I’ve been here at the Vermont Studio Center for about a week now. This is apparently one of the biggest artist residencies in North America and I believe it. This is the 29th year it’s been going. They use a complex of buildings sprinkled throughout a tiny village called Johnson. It seems like maybe half or a third of the town’s buildings are used by the VSC. The main one is the Red Mill building, which houses the dining hall and a gallery on the ground floor, offices upstairs, and the tv/game/computer room/library/man cave in the basement. Half of the building is a private residence, where the founders live with their dog.

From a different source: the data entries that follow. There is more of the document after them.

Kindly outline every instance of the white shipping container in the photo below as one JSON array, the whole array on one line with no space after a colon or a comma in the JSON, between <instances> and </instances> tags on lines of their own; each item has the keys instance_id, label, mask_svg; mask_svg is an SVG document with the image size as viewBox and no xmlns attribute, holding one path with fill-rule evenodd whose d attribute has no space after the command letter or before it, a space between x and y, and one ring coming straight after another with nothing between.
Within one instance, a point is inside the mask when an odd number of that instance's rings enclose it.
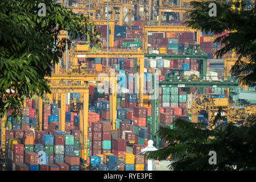
<instances>
[{"instance_id":1,"label":"white shipping container","mask_svg":"<svg viewBox=\"0 0 256 182\"><path fill-rule=\"evenodd\" d=\"M55 145L54 153L55 154L64 154L64 145Z\"/></svg>"},{"instance_id":2,"label":"white shipping container","mask_svg":"<svg viewBox=\"0 0 256 182\"><path fill-rule=\"evenodd\" d=\"M218 73L214 72L207 72L207 80L218 80Z\"/></svg>"},{"instance_id":3,"label":"white shipping container","mask_svg":"<svg viewBox=\"0 0 256 182\"><path fill-rule=\"evenodd\" d=\"M170 60L167 59L163 59L163 61L164 68L170 68Z\"/></svg>"},{"instance_id":4,"label":"white shipping container","mask_svg":"<svg viewBox=\"0 0 256 182\"><path fill-rule=\"evenodd\" d=\"M8 149L8 159L13 160L13 152L10 149Z\"/></svg>"},{"instance_id":5,"label":"white shipping container","mask_svg":"<svg viewBox=\"0 0 256 182\"><path fill-rule=\"evenodd\" d=\"M154 59L149 59L150 68L156 68L156 61Z\"/></svg>"},{"instance_id":6,"label":"white shipping container","mask_svg":"<svg viewBox=\"0 0 256 182\"><path fill-rule=\"evenodd\" d=\"M122 136L122 139L125 140L125 133L131 133L131 131L123 131L123 135Z\"/></svg>"}]
</instances>

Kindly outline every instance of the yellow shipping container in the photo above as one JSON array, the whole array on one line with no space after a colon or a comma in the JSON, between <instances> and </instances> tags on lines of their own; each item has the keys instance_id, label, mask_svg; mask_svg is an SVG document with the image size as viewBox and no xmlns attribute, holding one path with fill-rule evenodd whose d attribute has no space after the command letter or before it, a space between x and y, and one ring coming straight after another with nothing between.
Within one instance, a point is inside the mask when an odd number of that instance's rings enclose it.
<instances>
[{"instance_id":1,"label":"yellow shipping container","mask_svg":"<svg viewBox=\"0 0 256 182\"><path fill-rule=\"evenodd\" d=\"M114 154L111 154L111 153L105 153L105 154L103 154L103 162L104 163L105 163L105 164L106 163L106 155L114 155Z\"/></svg>"},{"instance_id":2,"label":"yellow shipping container","mask_svg":"<svg viewBox=\"0 0 256 182\"><path fill-rule=\"evenodd\" d=\"M9 139L9 148L13 150L13 145L14 144L20 144L21 142L19 139L16 138L10 138Z\"/></svg>"},{"instance_id":3,"label":"yellow shipping container","mask_svg":"<svg viewBox=\"0 0 256 182\"><path fill-rule=\"evenodd\" d=\"M76 49L77 51L89 51L89 45L77 45Z\"/></svg>"},{"instance_id":4,"label":"yellow shipping container","mask_svg":"<svg viewBox=\"0 0 256 182\"><path fill-rule=\"evenodd\" d=\"M126 164L134 164L134 154L130 153L123 154L123 162Z\"/></svg>"},{"instance_id":5,"label":"yellow shipping container","mask_svg":"<svg viewBox=\"0 0 256 182\"><path fill-rule=\"evenodd\" d=\"M94 64L94 68L97 72L102 71L102 65L101 64Z\"/></svg>"},{"instance_id":6,"label":"yellow shipping container","mask_svg":"<svg viewBox=\"0 0 256 182\"><path fill-rule=\"evenodd\" d=\"M144 171L144 164L136 164L134 166L134 169L135 171Z\"/></svg>"}]
</instances>

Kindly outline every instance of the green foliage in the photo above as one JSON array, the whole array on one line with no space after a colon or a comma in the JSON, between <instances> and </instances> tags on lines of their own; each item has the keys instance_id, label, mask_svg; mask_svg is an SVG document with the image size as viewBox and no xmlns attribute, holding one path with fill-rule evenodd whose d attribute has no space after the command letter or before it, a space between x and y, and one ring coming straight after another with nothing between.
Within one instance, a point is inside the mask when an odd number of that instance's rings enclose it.
<instances>
[{"instance_id":1,"label":"green foliage","mask_svg":"<svg viewBox=\"0 0 256 182\"><path fill-rule=\"evenodd\" d=\"M217 6L217 16L210 17L208 7L210 3ZM242 9L238 11L239 2L234 4L236 10L232 9L232 1L215 0L207 2L192 2L193 9L189 11L189 20L185 24L193 28L205 32L220 34L225 31L230 32L228 36L220 36L214 42L225 46L215 54L221 57L226 53L234 49L238 56L232 72L236 75L240 82L249 85L256 84L256 18L255 1L251 10L245 7L247 1L242 1ZM233 31L233 32L232 32ZM241 61L246 57L249 63Z\"/></svg>"},{"instance_id":2,"label":"green foliage","mask_svg":"<svg viewBox=\"0 0 256 182\"><path fill-rule=\"evenodd\" d=\"M40 3L46 4L46 16L38 14ZM69 48L71 44L57 38L61 31L68 31L72 39L85 39L95 47L93 51L102 47L100 32L87 17L53 1L2 0L0 7L0 117L9 111L16 117L23 96L51 92L44 77L51 76L51 67L59 62L66 43ZM11 88L15 94L6 92Z\"/></svg>"},{"instance_id":3,"label":"green foliage","mask_svg":"<svg viewBox=\"0 0 256 182\"><path fill-rule=\"evenodd\" d=\"M255 115L241 126L224 123L209 130L205 125L175 120L174 129L160 128L158 132L168 144L147 152L147 158L165 160L170 155L174 162L170 169L255 170L256 167ZM209 152L217 153L217 164L209 164ZM234 169L233 166L236 166Z\"/></svg>"}]
</instances>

There’s maybe 5 buildings that have been converted into artist studios and a sculpture barn with machines. My studio building, Barbara White studio, used to be a teacher’s school. Then there’s 5 or 6 houses used as residences. My house, Mason House, also happens to have a library of books and a common area where the writers have their meetings.
All these houses and studios are for the 50 artists that descend on the town of Johnson every month. This group is not as international as I’d like, with maybe only 8 people from outside the U.S. It’s also not very diverse in terms of race or gender (I think it’s 90% female), but artists who have been here before assure me this is not normally the case. Everyone here is of course very interesting, and it’s great getting the opportunity to meet so many writers, painters, sculptors and printmakers, though the amount of artists does make for a pretty socially intense few days.
The VSC functions by allowing artists to pay to attend, as well as awarding a limited number of ‘fellowships’ to cover the full costs for some deemed worthy. Those who don’t get the full fellowship can lower their fees in exchange for working in the kitchen or the office about two hours a week. This means that some of the artists hop up from dinner, put on an apron and start washing dishes. This system ensures that’s there’s a nice mix of artists from different levels in their careers, or economic situations.
Within the VSC complex there is a yoga studio with classes offered almost every day, and there is life drawing available every morning as well. I hadn’t done life drawing since I was 19, but I’ve done it a few times here and have realized how I can make it work to benefit my practice as an animator: like drawing a figure quickly but getting the basic posture correct, or learning to draw faces quickly. I’ve also had the model do a few walk cycles, where he holds a pose for one minute, then moves forward half a step, repeat, while trying to capture the poses on the same sheet of paper. It’s been pretty fun.
About half the time there is some kind of event in the dining hall in the evenings. Either a reading from a visiting author, a slide presentation from a visiting artist, or ‘resident slides’, when the artist residents who sign up give a five minute presentation on their work. I signed up for this on the first evening. I figured the sooner people saw some of my work, the sooner I would stop getting confused looks when I say I’m an animator and not a painter. It went well, though we only had five minutes altogether and were supposed to only spend 15 seconds on each slide. This meant I had to try explain stop-motion animation as a concept and my own specific set-up in lightning speed. It was a challenge.
There’s also a lot of walks one can take inside and outside Johnson. It’s gotten warmer the past few days and the snow on top of the roofs (and the amazing icicles) have started melting, but there’s still a lot of snow on the ground. I’ve taken one good two hour hike along the river, but overall it seems hard to find the time for stuff life that, as the studio beckons.
Right now I’m working on a short piece that will end up being part of a collective film with other SEAT members. This will be presented at Zeitgeist in April, so look out for more news on that. I’m primarily using marker with a lightbox, copystand and camera I brought with me in my suitcase. I also managed to get a hold of a pane of glass, so now I can draw on that instead of a treated clear plastic I was planning on using. The glass really allows the marker to lay down much more smoothly. Thank you Dan, caretaker guy, for finding me this glass!